Jesus lhe disse: “Acreditaste, por que Me viste? Bem-aventurados os que creram sem terem visto!”

   Este versículo ressalta o contraste entre o caráter divino da Igreja e o seu elemento humano. Este último é incrédulo e, no fundo, infiel, pois é constituído de pessoas concebidas no pecado original e que, portanto, têm debilidades. Mas, enquanto instituição erigida por Cristo para santificar e salvar, ela é impecável, e nenhuma imperfeição humana atinge sua divindade.

Jesus realizou muitos outros sinais diante dos discípulos, que não estão escritos neste livro. Mas estes foram escritos para que acrediteis que Jesus é o Cristo, o Filho de Deus, e para que,crendo, tenhais a vida em seu nome.

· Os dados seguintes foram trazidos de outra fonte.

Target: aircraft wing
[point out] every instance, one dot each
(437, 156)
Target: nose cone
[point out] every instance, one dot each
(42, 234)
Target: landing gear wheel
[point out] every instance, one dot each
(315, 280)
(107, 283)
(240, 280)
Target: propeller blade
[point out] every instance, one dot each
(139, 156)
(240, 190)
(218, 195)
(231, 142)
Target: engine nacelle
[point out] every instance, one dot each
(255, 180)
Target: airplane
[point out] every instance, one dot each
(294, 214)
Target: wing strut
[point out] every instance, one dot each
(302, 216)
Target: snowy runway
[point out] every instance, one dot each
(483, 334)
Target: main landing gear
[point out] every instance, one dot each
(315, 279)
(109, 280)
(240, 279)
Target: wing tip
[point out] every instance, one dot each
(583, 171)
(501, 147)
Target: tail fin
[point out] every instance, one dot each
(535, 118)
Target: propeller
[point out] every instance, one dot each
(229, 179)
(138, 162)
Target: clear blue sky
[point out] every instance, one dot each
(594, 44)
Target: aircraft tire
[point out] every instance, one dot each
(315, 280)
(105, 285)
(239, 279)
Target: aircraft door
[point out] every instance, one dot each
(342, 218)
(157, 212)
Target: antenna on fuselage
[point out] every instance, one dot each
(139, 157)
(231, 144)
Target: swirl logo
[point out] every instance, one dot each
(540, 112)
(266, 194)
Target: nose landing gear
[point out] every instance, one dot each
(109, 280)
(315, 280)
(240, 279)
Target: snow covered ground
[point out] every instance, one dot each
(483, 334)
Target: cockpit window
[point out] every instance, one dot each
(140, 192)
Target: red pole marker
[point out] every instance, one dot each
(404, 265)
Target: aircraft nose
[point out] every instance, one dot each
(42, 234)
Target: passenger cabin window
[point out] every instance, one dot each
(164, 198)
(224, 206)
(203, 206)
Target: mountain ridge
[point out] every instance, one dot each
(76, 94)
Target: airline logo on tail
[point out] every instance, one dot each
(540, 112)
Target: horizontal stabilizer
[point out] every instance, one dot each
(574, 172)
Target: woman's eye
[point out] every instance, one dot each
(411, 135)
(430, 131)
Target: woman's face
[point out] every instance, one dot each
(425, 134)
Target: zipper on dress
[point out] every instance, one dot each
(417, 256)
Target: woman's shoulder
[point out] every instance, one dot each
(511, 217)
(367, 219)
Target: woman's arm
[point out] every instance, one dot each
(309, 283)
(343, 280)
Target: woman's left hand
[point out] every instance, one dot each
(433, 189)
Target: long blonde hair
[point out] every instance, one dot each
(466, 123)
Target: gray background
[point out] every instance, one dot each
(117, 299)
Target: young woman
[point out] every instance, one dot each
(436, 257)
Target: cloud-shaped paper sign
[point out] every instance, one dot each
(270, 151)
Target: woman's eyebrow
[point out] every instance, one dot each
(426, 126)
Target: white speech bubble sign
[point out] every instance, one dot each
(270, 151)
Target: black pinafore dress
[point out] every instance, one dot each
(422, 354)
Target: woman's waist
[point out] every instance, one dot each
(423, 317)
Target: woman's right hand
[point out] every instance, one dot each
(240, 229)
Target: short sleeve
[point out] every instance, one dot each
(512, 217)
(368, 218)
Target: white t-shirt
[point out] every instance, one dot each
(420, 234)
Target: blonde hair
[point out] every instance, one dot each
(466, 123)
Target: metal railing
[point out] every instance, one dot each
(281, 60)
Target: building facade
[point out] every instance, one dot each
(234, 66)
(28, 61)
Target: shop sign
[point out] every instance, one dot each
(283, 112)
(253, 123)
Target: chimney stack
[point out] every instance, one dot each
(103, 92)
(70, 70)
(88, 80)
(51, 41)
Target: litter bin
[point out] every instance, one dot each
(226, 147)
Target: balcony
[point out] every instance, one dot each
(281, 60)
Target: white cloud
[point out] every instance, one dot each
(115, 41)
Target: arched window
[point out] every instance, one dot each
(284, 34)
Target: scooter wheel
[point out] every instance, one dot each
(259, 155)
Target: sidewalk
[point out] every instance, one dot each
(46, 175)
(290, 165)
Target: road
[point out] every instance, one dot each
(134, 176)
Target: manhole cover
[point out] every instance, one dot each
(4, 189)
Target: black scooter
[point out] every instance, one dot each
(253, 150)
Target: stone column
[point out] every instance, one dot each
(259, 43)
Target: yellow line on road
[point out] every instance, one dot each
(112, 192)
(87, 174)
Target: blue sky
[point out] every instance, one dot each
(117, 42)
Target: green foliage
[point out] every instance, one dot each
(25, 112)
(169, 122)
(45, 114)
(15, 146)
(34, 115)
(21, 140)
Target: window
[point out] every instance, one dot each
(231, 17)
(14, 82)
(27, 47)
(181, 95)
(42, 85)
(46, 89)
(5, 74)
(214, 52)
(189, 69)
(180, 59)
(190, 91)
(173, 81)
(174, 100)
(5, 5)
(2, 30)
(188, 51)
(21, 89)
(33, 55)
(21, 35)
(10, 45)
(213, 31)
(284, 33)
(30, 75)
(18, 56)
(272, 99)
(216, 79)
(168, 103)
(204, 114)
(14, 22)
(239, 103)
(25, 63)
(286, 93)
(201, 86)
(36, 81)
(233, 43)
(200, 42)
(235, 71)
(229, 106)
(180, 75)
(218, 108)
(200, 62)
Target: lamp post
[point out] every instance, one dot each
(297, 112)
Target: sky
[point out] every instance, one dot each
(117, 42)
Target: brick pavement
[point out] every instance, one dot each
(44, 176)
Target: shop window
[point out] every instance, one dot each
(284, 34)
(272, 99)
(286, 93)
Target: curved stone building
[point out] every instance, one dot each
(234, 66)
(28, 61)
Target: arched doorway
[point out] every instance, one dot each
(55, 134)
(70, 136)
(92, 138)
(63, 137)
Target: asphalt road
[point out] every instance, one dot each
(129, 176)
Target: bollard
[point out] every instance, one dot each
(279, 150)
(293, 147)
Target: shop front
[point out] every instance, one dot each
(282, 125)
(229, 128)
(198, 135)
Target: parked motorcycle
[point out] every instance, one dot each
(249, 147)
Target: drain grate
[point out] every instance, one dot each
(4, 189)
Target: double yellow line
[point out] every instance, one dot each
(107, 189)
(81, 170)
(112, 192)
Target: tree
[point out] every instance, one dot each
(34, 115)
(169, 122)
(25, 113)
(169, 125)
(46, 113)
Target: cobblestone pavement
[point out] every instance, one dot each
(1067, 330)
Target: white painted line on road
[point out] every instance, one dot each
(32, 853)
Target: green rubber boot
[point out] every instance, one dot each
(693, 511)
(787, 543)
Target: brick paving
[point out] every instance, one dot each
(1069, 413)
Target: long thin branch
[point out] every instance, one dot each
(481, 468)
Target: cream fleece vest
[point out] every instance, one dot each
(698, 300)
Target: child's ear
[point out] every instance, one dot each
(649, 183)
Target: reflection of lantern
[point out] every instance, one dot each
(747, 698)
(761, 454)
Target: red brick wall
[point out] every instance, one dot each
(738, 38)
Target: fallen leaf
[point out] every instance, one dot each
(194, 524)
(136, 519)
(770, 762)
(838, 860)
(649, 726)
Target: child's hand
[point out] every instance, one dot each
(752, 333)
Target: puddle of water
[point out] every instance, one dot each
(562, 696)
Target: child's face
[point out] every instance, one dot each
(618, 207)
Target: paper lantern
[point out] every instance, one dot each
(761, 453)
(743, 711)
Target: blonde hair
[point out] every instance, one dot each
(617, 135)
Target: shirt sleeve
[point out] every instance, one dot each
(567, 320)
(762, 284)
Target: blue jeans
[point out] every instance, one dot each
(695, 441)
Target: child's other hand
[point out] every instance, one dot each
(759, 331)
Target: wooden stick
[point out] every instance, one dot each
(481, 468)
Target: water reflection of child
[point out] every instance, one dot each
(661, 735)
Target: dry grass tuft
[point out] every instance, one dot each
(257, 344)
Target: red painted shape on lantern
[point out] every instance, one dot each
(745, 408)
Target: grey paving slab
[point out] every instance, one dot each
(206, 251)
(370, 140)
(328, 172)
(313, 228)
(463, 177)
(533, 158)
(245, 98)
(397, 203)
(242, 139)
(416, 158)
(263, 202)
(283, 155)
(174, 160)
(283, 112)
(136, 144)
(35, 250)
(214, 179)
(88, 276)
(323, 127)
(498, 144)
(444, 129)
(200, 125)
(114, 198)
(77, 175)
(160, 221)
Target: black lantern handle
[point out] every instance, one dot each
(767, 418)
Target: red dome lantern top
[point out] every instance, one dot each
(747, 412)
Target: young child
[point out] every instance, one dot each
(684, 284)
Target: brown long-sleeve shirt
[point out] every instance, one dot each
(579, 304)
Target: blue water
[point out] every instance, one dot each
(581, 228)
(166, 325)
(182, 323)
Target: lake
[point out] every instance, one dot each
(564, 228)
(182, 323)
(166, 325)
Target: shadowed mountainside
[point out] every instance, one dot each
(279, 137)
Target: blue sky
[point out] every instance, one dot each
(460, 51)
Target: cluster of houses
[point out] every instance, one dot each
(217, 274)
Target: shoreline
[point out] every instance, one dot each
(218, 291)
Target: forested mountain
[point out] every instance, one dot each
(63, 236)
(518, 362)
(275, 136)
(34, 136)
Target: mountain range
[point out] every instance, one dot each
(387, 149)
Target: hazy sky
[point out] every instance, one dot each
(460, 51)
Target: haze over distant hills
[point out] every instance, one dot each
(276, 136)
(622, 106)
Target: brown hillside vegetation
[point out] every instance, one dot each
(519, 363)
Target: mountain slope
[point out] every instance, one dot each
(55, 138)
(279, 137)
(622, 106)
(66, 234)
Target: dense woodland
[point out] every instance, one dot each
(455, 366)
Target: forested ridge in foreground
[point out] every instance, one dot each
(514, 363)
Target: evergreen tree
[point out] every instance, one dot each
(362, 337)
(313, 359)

   Impossível seria narrar tudo o que o Divino Mestre fez, pois a vida d’Ele foi um sinal permanente. Por esta razão, o Evangelista selecionou os episódios mais adequados à finalidade que tinha em vista, dentre os quais os dois encontros de Jesus com os discípulos, mencionados neste Evangelho. Com efeito, eles nos levam a concluir facilmente que Nosso Senhor Jesus Cristo é o Filho de Deus Vivo e que n’Ele devemos ver mais o lado divino do que o humano.

   Tenhamos sempre presente que, se não nos coube a graça de conviver com Nosso Senhor, nem ver e tocar suas divinas chagas, nos foi reservada, conforme a afirmação do Divino Mestre, uma bem-aventurança maior do que a deles: crer na Santa Igreja Católica Apostólica Romana. Bem se poderiam aplicar a nós as palavras de São Pedro na segunda leitura (I Pd 1, 3-9) deste domingo: “Sem ter visto o Senhor, vós O amais. Sem O ver ainda, n’Ele acreditais. Isso será para vós fonte de alegria indizível e gloriosa, pois obtereis aquilo em que acreditais: a vossa salvação” (I Pd 1, 8-9)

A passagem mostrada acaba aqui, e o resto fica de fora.